最新のWF-1000シリーズはほんの少し大きくなっているので、やはりAirPods Proの方が少しコンパクトな印象だ。

ホワイトノイズのフィーリングは、「ん、いいね」

ノイズキャンセリングのレベルは、音の打ち消し方で変わる。その設定は各社に特徴があり、ソニーで言えば「高音質ノイズキャンセリングプロセッサーQN1」という高度に設定されたエンジンを搭載しており、アップルもH1チップとアンプの組み合わせを強く訴求している。同じメーカーでも価格帯が違えば、キャンセリングの印象も違い、その差は、ホワイトノイズに現れることもある。

ホワイトノイズとは、無音時に聞こえてくる「シャー」という、薄い、小さく微妙な音のことだ。各社進化を続けておりノイズ自体ほぼ無音に抑えられているレベルにはあるが、価格帯、メーカーによっては「気になる」レベルはまだ多い。

キャンセリングをONにした際に、圧迫に似た印象で無音が訪れる。その圧迫感とホワイトノイズはセットで耳にやって来る。これは筆者の個人的な感覚だが、beatsのノイズキャンセリングヘッドフォンは、耳全体を覆うせいもあり、強めの圧迫とわずかなホワイトノイズが感じられた。アップルとbeatsは兄弟関係にあるので、今回のAirPods Proも若干の不安が感じられたが、、。

しかしそれは杞憂だった。

ONにした瞬間に訪れる無音は、それなりの圧迫感はあるものの、心なしか「柔らか」な印象を受けた。ホワイトノイズはほぼ消されていると言っていい。この「柔らかい」という表現が合っているかは個人の感覚の差なのだけれど、少なとも、あまり質の良くないキャンセリングを知っている筆者の耳からすれば、キーンとか、シャーとかの雑音がない時点で、その空間は柔らかなものになる。

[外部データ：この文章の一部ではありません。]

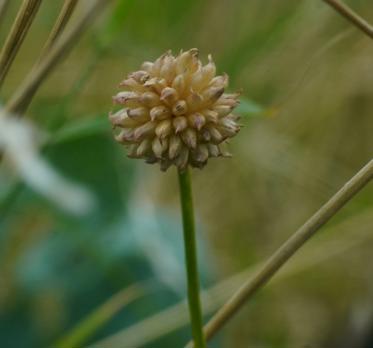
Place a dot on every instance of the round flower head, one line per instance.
(175, 111)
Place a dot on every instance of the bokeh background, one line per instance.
(72, 281)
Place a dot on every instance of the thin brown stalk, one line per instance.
(24, 94)
(3, 7)
(18, 32)
(60, 24)
(351, 16)
(288, 249)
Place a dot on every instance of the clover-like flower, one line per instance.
(175, 111)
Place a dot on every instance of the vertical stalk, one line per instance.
(191, 258)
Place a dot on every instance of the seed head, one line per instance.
(175, 111)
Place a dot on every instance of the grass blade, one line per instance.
(176, 316)
(60, 24)
(24, 94)
(18, 32)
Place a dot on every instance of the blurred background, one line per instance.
(113, 276)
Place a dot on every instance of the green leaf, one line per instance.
(248, 108)
(87, 327)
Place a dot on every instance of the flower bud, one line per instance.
(175, 112)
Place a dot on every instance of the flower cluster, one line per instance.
(175, 111)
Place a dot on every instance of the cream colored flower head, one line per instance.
(175, 111)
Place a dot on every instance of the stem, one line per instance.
(288, 249)
(191, 258)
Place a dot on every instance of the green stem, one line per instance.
(191, 258)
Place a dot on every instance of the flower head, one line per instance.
(175, 111)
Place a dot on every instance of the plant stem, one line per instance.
(288, 249)
(191, 258)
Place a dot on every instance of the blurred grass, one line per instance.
(290, 57)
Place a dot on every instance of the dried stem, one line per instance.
(288, 249)
(3, 7)
(191, 258)
(23, 96)
(60, 24)
(351, 16)
(18, 32)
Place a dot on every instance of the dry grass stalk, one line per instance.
(60, 24)
(3, 7)
(288, 249)
(351, 16)
(18, 32)
(24, 94)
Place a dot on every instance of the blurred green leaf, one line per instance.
(99, 317)
(248, 108)
(82, 128)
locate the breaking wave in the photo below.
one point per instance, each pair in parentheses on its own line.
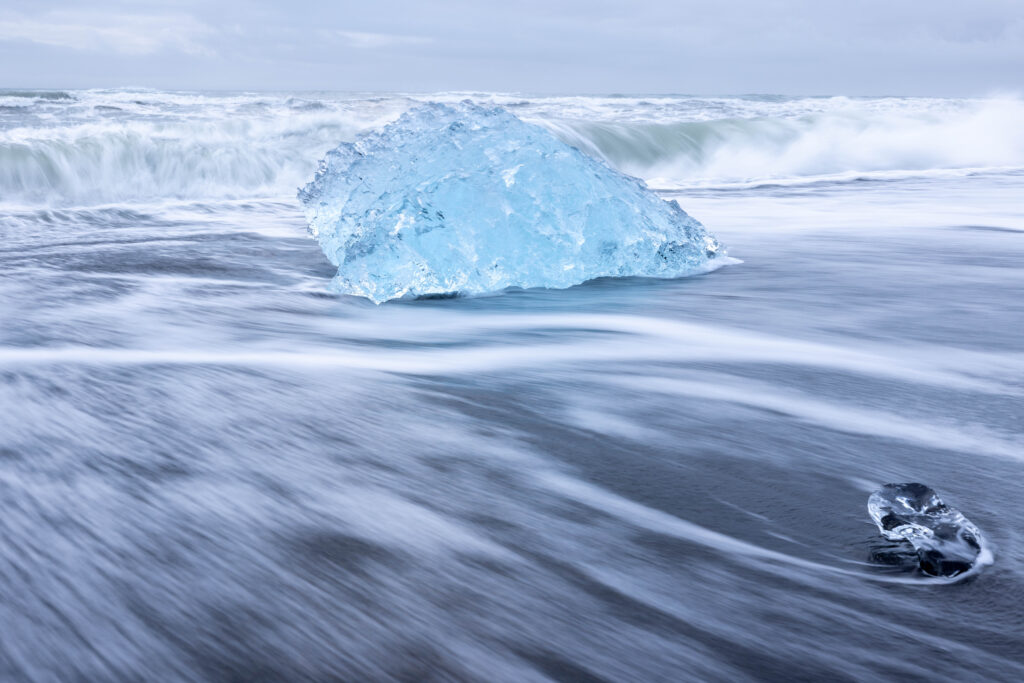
(136,146)
(855,140)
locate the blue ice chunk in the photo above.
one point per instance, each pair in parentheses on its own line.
(466,199)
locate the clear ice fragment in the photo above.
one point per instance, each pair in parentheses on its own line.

Apple HPより。“うどん”の上部(バーの上部)に外部の音を拾うパーツがあるほか、「内向きのマイクロフォンが…」とある。ソニーもそうだが、外と内で音を広い各所で最適な調整が行われているようだ。

柔らかな無音空間、そして最適化された音楽のセットはとても心地いい。税別2万7800円が高いかどうかは判断が難しいところだが、「作るなら本気で作ったよ」という心意気を感じる今回のAirPods Proに、好印象だ。

登場からスターだったAirPodsは、いくつかの不満を飲み込みながらも支持を拡大した。AirPods Proとして生まれ変わった今、ワイヤレス・ノイズキャンセリングの市場で不動の地位を取ることになるかもしれない。